What sorts of animals do you adopt out from the shelter?

We mostly adopt out cats and dogs. Occasionally we will get a bird, bunny, or other small animal, but for the most part we have just cats and dogs.

How do you receive funding?

We get a small amount of money from the counties for taking in strays, but we are funded almost exclusively on donations. Our wonderful community’s continued support is what keeps us running!

What are some of the strangest animals you have gotten in?

As far as strays go we have gotten a lamb, a couple goats, and a rooster. As far as surrenders go we have gotten a couple pot bellied pigs and a tarantula.

What is the adoption process?

Everyone is required to fill out an adoption application. This typically takes 1-2 days to process. You are welcome to submit an application before visiting the shelter or after you find an animal you like. We do not put any animals on hold before an adoption application has been filled out. Our adoption fees are:

  • Adult dogs: $90
  • Puppies: $100
  • Adult cats: $60
  • Kittens: $75

All our pets are spayed or neutered, vaccinated, and microchipped. We also send you home with a sample sized bag of the food they are eating here at the shelter.

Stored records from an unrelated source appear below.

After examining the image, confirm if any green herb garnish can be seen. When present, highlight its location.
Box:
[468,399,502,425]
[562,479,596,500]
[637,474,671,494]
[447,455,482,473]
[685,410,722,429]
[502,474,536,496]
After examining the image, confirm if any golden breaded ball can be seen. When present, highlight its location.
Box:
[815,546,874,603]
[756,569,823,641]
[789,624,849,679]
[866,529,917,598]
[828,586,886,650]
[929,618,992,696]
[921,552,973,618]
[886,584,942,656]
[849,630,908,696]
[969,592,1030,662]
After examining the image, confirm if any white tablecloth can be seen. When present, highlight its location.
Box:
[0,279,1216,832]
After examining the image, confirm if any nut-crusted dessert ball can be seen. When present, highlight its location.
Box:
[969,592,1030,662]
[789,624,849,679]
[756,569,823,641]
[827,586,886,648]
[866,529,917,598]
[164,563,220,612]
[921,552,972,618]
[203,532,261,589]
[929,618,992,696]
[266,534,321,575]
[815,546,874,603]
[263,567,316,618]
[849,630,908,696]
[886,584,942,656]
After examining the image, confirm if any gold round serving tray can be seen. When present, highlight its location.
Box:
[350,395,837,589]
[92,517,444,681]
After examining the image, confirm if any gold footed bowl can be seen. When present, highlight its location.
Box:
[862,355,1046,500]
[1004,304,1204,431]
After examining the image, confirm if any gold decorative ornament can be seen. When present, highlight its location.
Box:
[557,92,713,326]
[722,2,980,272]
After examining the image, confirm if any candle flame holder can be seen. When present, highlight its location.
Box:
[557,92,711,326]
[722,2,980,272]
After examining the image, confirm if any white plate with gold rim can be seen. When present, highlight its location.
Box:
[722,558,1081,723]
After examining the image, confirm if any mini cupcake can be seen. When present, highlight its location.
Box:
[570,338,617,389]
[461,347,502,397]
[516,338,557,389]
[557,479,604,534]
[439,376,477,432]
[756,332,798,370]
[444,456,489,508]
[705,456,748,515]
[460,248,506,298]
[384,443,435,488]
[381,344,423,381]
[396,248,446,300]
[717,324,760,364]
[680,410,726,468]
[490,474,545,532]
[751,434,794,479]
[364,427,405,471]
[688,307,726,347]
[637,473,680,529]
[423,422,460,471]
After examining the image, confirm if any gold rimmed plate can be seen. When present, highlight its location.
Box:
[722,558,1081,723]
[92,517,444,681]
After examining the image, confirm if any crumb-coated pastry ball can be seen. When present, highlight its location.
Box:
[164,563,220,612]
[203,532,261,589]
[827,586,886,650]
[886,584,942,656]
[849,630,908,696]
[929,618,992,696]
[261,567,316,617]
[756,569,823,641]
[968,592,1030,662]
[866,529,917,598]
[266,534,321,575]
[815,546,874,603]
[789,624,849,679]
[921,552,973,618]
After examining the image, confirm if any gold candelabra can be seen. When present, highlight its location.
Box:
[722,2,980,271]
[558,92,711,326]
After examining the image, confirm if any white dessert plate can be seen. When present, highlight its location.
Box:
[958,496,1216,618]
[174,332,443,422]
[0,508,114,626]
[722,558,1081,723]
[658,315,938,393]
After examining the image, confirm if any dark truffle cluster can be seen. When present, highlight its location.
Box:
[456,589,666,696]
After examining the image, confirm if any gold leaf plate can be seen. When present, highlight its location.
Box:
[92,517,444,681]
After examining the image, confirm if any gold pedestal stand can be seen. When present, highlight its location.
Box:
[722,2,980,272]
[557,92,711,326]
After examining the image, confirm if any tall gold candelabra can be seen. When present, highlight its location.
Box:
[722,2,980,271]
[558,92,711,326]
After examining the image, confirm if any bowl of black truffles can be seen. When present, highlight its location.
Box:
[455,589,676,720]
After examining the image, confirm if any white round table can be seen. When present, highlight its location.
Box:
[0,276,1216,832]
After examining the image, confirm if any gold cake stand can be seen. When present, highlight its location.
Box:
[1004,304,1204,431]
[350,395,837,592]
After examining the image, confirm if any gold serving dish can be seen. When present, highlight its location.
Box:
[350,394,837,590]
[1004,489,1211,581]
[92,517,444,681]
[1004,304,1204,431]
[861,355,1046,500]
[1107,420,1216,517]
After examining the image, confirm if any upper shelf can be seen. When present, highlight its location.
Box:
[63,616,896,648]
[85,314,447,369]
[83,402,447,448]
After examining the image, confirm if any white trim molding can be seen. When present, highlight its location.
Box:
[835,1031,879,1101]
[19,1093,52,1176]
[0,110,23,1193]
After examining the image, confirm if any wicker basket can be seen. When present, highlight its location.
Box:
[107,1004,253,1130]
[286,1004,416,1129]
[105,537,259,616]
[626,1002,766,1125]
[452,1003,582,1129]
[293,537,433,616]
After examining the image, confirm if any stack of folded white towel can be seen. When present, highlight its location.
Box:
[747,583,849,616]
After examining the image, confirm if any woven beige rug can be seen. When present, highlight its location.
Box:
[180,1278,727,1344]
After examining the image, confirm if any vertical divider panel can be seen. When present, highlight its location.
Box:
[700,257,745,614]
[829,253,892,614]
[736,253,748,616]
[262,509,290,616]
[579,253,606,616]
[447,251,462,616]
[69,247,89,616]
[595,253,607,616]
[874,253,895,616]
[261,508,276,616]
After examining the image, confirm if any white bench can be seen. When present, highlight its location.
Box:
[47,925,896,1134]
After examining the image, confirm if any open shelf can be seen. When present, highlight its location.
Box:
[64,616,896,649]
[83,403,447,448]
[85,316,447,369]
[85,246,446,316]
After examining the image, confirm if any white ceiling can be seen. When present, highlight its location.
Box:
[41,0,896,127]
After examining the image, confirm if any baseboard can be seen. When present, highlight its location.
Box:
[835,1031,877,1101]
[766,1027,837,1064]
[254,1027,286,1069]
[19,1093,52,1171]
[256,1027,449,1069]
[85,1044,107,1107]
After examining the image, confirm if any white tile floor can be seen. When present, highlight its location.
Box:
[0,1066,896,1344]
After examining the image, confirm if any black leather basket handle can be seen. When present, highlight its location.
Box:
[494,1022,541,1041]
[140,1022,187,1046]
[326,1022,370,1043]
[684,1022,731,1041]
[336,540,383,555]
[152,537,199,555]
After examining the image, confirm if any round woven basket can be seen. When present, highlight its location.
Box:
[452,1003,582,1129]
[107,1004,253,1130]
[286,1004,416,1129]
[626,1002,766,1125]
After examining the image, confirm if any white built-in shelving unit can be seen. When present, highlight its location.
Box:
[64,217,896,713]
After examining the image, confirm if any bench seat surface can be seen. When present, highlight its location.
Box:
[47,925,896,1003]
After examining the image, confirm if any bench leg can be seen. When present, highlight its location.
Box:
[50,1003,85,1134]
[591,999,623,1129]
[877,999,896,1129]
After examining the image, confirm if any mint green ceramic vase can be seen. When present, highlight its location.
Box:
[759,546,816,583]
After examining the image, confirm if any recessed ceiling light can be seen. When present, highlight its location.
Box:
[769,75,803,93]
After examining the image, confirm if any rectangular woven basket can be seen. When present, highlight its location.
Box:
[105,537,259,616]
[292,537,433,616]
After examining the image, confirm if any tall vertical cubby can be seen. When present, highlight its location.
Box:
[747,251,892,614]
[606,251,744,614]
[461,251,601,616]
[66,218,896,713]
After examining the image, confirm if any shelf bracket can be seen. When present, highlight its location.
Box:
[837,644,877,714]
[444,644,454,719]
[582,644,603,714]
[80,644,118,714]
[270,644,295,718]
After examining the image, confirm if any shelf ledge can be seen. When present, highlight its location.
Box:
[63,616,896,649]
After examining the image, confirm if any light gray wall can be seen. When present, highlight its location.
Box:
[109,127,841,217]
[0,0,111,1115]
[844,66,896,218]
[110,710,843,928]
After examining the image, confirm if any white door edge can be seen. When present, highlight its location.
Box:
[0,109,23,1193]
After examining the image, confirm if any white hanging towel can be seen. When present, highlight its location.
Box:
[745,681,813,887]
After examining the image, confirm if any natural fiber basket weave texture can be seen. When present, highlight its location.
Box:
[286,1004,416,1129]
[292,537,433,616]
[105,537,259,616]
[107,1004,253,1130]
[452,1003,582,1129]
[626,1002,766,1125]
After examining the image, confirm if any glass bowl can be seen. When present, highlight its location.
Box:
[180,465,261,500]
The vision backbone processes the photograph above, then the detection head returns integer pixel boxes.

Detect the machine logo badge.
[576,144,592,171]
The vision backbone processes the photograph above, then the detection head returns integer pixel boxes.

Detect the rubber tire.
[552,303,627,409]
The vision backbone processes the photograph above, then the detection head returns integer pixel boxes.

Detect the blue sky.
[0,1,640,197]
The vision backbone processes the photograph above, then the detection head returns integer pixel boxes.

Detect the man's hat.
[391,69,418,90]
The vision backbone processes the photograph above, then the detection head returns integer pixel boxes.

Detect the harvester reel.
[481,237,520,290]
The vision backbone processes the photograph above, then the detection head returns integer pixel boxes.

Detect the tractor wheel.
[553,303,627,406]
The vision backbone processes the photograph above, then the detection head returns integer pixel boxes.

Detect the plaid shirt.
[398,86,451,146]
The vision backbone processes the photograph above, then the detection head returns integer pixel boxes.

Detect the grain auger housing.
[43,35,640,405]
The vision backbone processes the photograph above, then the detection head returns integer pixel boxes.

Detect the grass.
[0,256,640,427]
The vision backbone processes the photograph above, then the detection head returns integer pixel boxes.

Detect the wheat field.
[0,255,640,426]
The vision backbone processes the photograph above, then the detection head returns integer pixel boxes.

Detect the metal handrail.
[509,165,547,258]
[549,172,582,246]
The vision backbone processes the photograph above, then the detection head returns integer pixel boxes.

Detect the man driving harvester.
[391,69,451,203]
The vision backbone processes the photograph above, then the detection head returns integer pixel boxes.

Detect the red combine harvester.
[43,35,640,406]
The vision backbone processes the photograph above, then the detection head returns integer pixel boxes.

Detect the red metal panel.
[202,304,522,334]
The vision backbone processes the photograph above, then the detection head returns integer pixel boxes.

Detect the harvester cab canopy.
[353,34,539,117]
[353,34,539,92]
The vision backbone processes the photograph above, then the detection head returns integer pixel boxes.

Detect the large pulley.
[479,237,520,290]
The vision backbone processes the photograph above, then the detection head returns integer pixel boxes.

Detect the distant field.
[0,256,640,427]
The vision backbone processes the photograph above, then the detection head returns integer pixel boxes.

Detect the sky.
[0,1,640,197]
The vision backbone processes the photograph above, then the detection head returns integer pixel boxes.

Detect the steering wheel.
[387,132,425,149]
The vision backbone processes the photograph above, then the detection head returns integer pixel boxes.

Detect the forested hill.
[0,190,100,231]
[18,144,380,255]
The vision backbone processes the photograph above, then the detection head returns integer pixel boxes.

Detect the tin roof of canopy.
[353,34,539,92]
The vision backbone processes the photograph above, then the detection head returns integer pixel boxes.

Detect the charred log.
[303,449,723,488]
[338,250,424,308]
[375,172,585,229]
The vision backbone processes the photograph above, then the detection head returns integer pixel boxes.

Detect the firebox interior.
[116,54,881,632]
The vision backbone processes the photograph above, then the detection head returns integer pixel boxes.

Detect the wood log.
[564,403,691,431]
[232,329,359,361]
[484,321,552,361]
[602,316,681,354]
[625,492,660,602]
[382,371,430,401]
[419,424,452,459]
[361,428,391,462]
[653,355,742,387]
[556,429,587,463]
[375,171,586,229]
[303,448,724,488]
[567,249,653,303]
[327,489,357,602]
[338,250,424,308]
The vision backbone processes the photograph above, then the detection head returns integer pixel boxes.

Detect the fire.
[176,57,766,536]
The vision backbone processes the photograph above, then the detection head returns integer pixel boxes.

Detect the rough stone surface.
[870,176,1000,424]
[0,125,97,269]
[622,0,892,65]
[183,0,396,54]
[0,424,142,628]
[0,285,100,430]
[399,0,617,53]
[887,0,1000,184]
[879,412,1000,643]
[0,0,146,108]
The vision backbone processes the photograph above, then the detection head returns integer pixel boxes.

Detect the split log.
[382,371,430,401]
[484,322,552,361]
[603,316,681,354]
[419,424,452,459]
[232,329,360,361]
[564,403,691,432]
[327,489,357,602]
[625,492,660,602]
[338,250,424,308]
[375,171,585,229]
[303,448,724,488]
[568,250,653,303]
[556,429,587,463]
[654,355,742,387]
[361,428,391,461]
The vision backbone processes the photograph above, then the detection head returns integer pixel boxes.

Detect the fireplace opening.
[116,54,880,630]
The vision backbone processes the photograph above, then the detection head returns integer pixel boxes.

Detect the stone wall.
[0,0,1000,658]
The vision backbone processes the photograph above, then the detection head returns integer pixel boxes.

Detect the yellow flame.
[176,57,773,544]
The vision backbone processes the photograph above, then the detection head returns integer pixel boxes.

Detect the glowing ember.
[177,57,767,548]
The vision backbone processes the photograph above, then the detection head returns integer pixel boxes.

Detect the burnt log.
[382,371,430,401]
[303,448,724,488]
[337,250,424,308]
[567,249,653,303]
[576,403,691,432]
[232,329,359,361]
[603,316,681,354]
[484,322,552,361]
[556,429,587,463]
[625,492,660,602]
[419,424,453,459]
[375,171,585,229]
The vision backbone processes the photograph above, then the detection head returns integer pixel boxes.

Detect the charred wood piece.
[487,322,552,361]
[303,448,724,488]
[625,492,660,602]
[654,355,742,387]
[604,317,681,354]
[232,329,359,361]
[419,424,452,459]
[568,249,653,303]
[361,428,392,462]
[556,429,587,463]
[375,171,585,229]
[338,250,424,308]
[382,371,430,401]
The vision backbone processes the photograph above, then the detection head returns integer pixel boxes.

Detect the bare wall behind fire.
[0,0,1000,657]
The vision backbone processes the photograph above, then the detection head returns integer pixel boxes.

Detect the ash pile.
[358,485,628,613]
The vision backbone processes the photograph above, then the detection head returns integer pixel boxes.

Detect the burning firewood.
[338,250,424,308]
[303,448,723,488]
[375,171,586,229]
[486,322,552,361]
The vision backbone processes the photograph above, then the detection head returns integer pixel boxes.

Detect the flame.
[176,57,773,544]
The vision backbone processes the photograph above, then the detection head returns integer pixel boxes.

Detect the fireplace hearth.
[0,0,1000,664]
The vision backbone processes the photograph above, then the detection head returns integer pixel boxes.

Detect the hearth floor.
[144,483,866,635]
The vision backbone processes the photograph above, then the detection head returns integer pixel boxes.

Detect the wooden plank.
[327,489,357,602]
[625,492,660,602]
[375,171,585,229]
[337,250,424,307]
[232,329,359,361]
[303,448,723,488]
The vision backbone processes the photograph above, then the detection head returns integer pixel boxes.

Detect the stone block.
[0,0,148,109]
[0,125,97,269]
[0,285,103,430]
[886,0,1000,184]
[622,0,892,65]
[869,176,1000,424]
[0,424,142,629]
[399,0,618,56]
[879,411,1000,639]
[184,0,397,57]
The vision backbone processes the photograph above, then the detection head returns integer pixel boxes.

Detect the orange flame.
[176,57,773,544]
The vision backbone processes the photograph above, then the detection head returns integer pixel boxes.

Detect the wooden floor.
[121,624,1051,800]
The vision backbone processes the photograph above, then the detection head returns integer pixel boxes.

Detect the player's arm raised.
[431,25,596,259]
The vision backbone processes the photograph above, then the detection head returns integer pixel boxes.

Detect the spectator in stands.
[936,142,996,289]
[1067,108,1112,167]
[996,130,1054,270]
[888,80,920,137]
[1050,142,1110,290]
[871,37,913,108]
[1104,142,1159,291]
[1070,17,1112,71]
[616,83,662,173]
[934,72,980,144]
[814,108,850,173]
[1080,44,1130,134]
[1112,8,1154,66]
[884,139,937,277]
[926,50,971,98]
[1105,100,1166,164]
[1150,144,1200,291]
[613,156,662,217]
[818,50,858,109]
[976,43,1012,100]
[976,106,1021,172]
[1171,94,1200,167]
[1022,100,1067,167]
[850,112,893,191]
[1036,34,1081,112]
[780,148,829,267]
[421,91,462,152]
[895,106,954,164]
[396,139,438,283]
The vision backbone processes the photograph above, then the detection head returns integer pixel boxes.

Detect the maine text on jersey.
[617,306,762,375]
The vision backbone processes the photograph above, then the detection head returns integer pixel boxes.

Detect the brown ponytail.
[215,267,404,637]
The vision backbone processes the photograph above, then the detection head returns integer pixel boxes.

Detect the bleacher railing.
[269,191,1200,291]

If you don’t find the right new friend, we keep your application on file for a year.

If multiple people apply for an animal is it first come first serve?

It is only first come first serve if the first person is a great home for the animal. Our main goal is to see all our animals end up in the best home for them. If someone applied for a pet and someone else applied who would be a better fit, then the pet goes home with the person who could provide the best home for them. That doesn’t mean you aren’t a great pet owner. It just means that particular animal may have personality traits that would work out best in a different environment.

What is the best way to find out about pets up for adoption? Why are some animals on social media and not the website?

The best way to find out about pets up for adoption is to come to the shelter. Our shelter management system takes time to update our website, so that is why sometimes you will see animals on our social media who are not on the website yet. (That’s also why sometimes pets who have been adopted take a little time to disappear from our website). Some animals come in and are seen and put on hold with an application the same day. If that happens, we don’t bother putting them on our website.

What do you (the staff) wish people would know about your shelter relating to giving up an animal, coming in to see the animals, and adopting?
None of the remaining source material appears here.